Simmons had much the same philosophical take about LSU’s ups and downs this season.
“I knew it wasn’t going to be perfect,” he said. “Ups and downs come with it. The adversity, I think, it’s helped us become better players and a better team.”
First UK-LSU game
LSU nearly led from start to finish in beating Kentucky 85-67 on Jan. 5. UK led for only 21 seconds.
“We did a good job of rebounding the basketball,” Jones said of LSU’s 46-32 rebound advantage. “That was one thing.”
UK has been outrebounded only nine times this season. That was the largest margin of defeat on the boards.
“We defended well early,” Jones said. UK made 41.4 percent of its shots, the fifth-worst accuracy of the season.
“Hopefully we’ll have a lot more energy tomorrow,” Poythress said of the rematch.
Jones cited one other factor.

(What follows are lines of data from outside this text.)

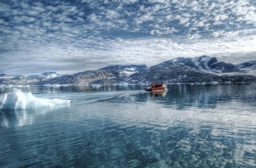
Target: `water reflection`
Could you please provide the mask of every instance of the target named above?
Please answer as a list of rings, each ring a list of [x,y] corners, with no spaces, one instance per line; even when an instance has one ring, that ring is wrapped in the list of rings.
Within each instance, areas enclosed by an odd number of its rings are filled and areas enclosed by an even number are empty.
[[[5,109],[0,110],[0,126],[4,127],[16,127],[32,124],[35,119],[53,110],[70,106],[69,104],[57,107],[24,110]]]
[[[0,167],[256,167],[255,86],[134,87],[67,88],[38,96],[69,107],[1,111]]]
[[[151,94],[152,97],[164,97],[166,96],[167,91],[155,91],[152,92]]]

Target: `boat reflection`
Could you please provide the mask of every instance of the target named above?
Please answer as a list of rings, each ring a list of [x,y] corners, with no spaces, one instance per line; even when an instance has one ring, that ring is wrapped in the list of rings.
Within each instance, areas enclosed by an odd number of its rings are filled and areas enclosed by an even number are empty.
[[[152,97],[164,97],[166,92],[166,91],[153,91],[151,92]]]

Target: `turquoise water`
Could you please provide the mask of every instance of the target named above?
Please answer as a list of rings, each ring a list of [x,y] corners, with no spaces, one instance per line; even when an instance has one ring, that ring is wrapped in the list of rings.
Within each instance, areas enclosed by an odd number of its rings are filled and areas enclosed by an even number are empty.
[[[71,103],[0,110],[0,167],[256,167],[255,85],[143,87],[23,88]]]

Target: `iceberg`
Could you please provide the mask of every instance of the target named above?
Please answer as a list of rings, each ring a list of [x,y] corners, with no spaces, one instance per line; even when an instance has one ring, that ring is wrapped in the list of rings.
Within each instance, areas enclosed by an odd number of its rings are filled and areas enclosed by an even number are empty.
[[[11,92],[0,96],[0,110],[30,109],[69,104],[70,100],[36,98],[31,92],[22,92],[15,88],[13,88]]]

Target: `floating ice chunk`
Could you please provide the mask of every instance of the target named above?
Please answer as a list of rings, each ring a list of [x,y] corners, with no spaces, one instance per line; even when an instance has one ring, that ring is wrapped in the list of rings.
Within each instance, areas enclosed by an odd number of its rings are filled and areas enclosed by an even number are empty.
[[[12,89],[11,92],[0,96],[0,110],[49,107],[69,104],[70,100],[36,98],[30,92],[22,92],[20,89],[15,88]]]

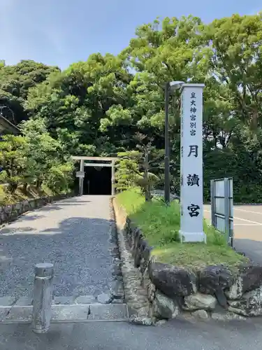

Freshman Aaron Epps’ eight points helped ease any anxiety about Simmons’ early foul trouble.
“We had a good second half . . . ,” Jones said. “That was important. It was a balanced game.”
Senior guard Keith Hornsby is not expected to play. He missed the season’s first seven games because of a sports hernia, and he’s missed the last three games. He will be missed.
Jones mentioned several areas when Hornsby’s absence will be felt. “You talk about the rotation, minutes played, what he was able to do on the offensive end of the floor, what he was able to bring to the team in terms of his leadership abilities on the floor, how hard he played,” the LSU coach said. “All of those things are key. Those are things you can’t substitute. . . . His hustle and all of the other variables that he would bring along for our team, that’s hard to replace.”
Couldn’t ask for more
With LSU fighting for a bid to the NCAA Tournament, Jones saw a game at Kentucky coming at an optimal time.
“It’s another tremendous opportunity for us . . . ,” he said. “We talk about chapters and how we want them to be written. Who are you playing? Could you ask for a better stage for us?”
Calipari called LSU another in a line of “desperate” teams that Kentucky must face.
“But I’m not worried about it,” he said. “Every team we play is. . . . It’s good for us. That’s what prepares us for March.”
Verne Lundquist and Jim Spanarkel will call the game for CBS.